Regarding repeatability, we found that individuals tracked in successive years showed high consistency of certain migratory parameters. However, we caution about the uncertainty of these results due to a low sample size in terms of tracks and individuals. We also found partial overlap between years in individual winter home ranges, suggesting a high fidelity to winter quarters. As far as we know, this is the first time that repeatability between successive years in migration patterns is reported for the Roller. At the same time, we found a large population variability in migratory parameters, as individuals varied in migration routes, timing of migration, and wintering areas between them. A pattern that was already recorded in other long-distance trans-Saharan migrants (e.g., osprey Pandion haliaetus: Vardanis et al. 2016, hoopoe Upupa epops: van Wijk et al. 2016, common swift Apus apus: Wellbrock et al. 2017, Cyprus wheatears Oenanthe cypriaca: Patchett et al. 2022).

Conclusions: Implications for conservation

Our study describes new migratory routes for Central Mediterranean Rollers and contributes to completing the puzzle of the pan-European migratory and wintering patterns for the species (Finch et al. 2015). It also provides further support to previous findings gathered with less precise devices, such as light-level geolocators (e.g., Rodríguez-Ruiz et al. 2014). For Central-Mediterranean Rollers, we could outline macro-areas important for the survival of this population outside the breeding period: the northern savannah zones used for long stopovers and mostly located between Chad and Sudan in autumn and in Central African Republic/Cameroon in spring. We also reveal new route-specific stopover sites on the Mediterranean shores during spring, in northern Tunisia, where Rollers stopped for the last stay before returning to Europe. In line with previous studies (e.g., Finch et al. 2015; Rodríguez-Ruiz et al. 2019), wintering grounds were located in southern Africa and used areas partially overlapped between individuals of the two populations, although Italian Rollers tended to winter more on the west than Croatian Rollers, resulting in a large wintering-belt spanning from Namibia till Mozambique.

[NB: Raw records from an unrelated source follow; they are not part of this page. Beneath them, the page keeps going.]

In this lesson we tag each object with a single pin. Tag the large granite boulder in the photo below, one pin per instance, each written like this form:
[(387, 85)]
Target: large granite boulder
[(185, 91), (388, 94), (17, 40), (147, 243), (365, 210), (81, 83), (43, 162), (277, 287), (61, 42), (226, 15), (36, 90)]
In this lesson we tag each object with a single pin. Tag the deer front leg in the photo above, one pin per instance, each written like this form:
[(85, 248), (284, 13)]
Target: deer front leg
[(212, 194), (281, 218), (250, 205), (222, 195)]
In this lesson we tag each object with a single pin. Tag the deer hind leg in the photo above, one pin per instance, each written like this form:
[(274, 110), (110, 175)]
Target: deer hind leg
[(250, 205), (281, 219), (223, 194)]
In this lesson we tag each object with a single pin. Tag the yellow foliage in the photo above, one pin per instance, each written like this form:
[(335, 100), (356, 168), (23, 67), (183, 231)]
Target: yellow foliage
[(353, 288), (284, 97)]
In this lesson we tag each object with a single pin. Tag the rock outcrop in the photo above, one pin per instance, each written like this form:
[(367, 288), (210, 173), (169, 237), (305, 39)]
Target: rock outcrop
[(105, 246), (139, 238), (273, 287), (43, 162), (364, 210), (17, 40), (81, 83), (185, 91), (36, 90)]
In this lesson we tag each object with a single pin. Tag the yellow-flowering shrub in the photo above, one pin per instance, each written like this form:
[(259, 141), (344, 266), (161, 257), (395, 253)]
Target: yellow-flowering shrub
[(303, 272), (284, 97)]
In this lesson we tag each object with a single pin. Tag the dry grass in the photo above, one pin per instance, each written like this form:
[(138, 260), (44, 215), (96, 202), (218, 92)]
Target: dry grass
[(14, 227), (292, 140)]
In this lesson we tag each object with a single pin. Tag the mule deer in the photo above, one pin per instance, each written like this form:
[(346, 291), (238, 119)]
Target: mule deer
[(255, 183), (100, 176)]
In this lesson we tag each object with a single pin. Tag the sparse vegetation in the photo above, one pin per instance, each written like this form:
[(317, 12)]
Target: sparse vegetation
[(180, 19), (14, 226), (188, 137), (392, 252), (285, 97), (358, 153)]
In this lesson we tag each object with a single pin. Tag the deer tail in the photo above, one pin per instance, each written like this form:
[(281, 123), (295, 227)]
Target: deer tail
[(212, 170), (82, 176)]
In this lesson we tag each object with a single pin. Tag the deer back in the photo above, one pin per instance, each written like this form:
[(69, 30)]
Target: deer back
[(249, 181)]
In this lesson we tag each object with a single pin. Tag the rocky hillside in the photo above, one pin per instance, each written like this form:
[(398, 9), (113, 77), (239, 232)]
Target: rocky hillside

One-third of European breeding bird species are migrant birds that occur across the continent and winter in Africa, with many of these species experiencing serious declines from multiple causes in multiple areas of the flyway. Effective conservation strategies at the flyway level require scientific networks, cooperation, and coordination of existing local research efforts. Rodríguez-Ruiz et al. (2019) emphasized that different breeding populations may face different conservation threats in their respective non-breeding range and highlighted the importance of analysing multiple populations to develop an integrated and effective conservation plan for the species as a whole. Our study contributes to this objective by providing new ecological information for target Roller populations at the scale of the species’ flyway. Such information is essential to support conservation efforts and facilitate the implementation and regular updating of the Roller’s action plan. These findings are aligned with international initiatives aimed at integrating research, policy and actions to produce a comprehensive Species Action Plan portfolio (Marcacci et al. 2023). These efforts are crucial for the conservation of Afro-Palearctic migratory landbirds at the flyway scale.